La peine de mort a sans conteste ensanglanté l’histoire universelle d’effroyables hécatombes. Elle fut la peine par excellence dans le monde oriental, grec et romain dans l’antiquité. Elle dominera les institutions ecclésiales et laïques du Moyen âge et c’est à son ombre que se forgèrent les Etats européens puis, à partir des années 60, les Etats africains dont le mimétisme servile des métropoles était des plus prononcé. Aujourd’hui encore, la mort-châtiment revêt, en Afrique particulièrement un caractère  exceptionnel, à l’image des Etats africains eux-mêmes.

Au Burkina Faso, la peine de mort a été effective dans deux procès qui ont marqué aussi l’opinion publique. Le premier procès est celui des coupeurs de tête, intervenu en fin 1977. Il s’est déroulé devant la Cour d’assise de Bobo-Dioulasso. Le deuxième concerne un jeune homme qui a tranché la tête de son ami en état d’ébriété au cimetière de Bobo. Dans ces deux procès, la défense a joué son rôle. Maître Frédéric Titinga Pacéré, a été l’un des défenseurs des accusés. La Cour d’assise de Bobo a reconnu les accusés coupables. Ce fut l’un des rares cas où on a assisté à une exécution par fusillade.
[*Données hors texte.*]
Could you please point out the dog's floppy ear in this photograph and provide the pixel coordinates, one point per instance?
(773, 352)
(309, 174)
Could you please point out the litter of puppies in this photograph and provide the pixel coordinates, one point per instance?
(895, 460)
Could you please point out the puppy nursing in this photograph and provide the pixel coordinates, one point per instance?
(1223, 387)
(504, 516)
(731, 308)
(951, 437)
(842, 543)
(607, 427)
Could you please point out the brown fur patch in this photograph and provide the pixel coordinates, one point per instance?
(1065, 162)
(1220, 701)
En Afrique on retiendra la sentence capitale prononcée contre Moussa Traoré ancien président de la République malienne et ses trois principaux complices. Le cas de Moussa Traoré rappelle tristement le procès de Jean Betel Bokassa, empereur de Centrafrique. Sa condamnation à mort prononcée le 12 juin 1987 avait été commuée le 29 février 1988 en détention à perpétuité. Ce qui n’avait pas inspiré Moussa Traoré et ses acolytes. Sous l’angle dissuasif surtout.
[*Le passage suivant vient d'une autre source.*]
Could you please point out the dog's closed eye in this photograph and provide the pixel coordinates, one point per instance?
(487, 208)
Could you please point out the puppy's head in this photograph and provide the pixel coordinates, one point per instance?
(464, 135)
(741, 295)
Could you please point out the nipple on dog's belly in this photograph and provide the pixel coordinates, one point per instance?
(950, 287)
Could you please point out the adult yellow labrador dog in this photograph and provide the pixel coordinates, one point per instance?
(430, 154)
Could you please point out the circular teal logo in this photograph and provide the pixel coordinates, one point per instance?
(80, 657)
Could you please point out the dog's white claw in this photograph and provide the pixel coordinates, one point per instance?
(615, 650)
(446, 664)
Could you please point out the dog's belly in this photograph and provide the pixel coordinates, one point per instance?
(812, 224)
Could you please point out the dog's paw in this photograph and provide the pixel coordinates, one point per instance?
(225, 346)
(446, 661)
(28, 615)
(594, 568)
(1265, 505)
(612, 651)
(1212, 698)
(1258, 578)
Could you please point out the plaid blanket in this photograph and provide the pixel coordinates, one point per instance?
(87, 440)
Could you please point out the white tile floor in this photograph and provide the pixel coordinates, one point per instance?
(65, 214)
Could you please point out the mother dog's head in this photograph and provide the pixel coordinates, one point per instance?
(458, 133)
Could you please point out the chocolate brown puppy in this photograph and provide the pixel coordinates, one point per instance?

La peine de mort devrait dissuader en principe les acteurs des crimes crapuleux. Elle voudrait signifier que fini le temps où, selon que vous étiez puissant ou misérable, les jugements de cours vous rendraient blanc ou noir. Elle voudrait éviter que dans nos sociétés corrompues, les richesses les des uns et le sang des autres ne pèsent pas assez lourds dans la balance de justice. La peine de mort invite chacun à bannir le temps où l’on pouvait s’imbiber d’une impunité toute puissante. Elle signifie qu’en vouant le peuple aux gémonies, chaque gouvernant devra s’attendre désormais à répondre de ses forfaits devant la justice et devant l’histoire.

Le problème, le vrai, c’est que la peine de mort est en fait expiatoire, elle ne guérit pas vraiment le mal dont souffrent les survivants des victimes. Elle n’a jamais pu redonner vie aux victimes pour lesquelles la peine de mort a été prononcée. Il est évident que la peine capitale exclut le criminel de la société de façon définitive. Mais est-on en droit d’user d’un tel moyen si le même but peut être atteint par d’autres peines, telles les peines privatives de liberté? L’idéale serait de punir et de sévir sans donner la mort.

Il vaudrait mieux éduquer et enseigner les valeurs de la vie et non les actes de mort. Car la peine de mort est la négation même du droit humain le plus fondamental, celui de vivre, tel qu’énoncé dans la Déclaration Universelle des droits de l’Homme. Il n’a jamais été prouvé que la peine de mort est plus dissuasive que d’autres formes de châtiments. Le meilleur moyen d’agir préventivement contre le crime, crimes violents inclus, n’est pas l’imposition de peines plus sévères mais la garantie que tout crime sera puni. Il est possible de tenir les délinquants les plus dangereux à l’écart de la société sans les exécuter.

La peine de mort étant elle-même un acte barbare, finalement, ce qui fait la grandeur de l’homme, sa force, ce qui l’élève au-dessus de sa condition de bête, c’est le respect de la vie.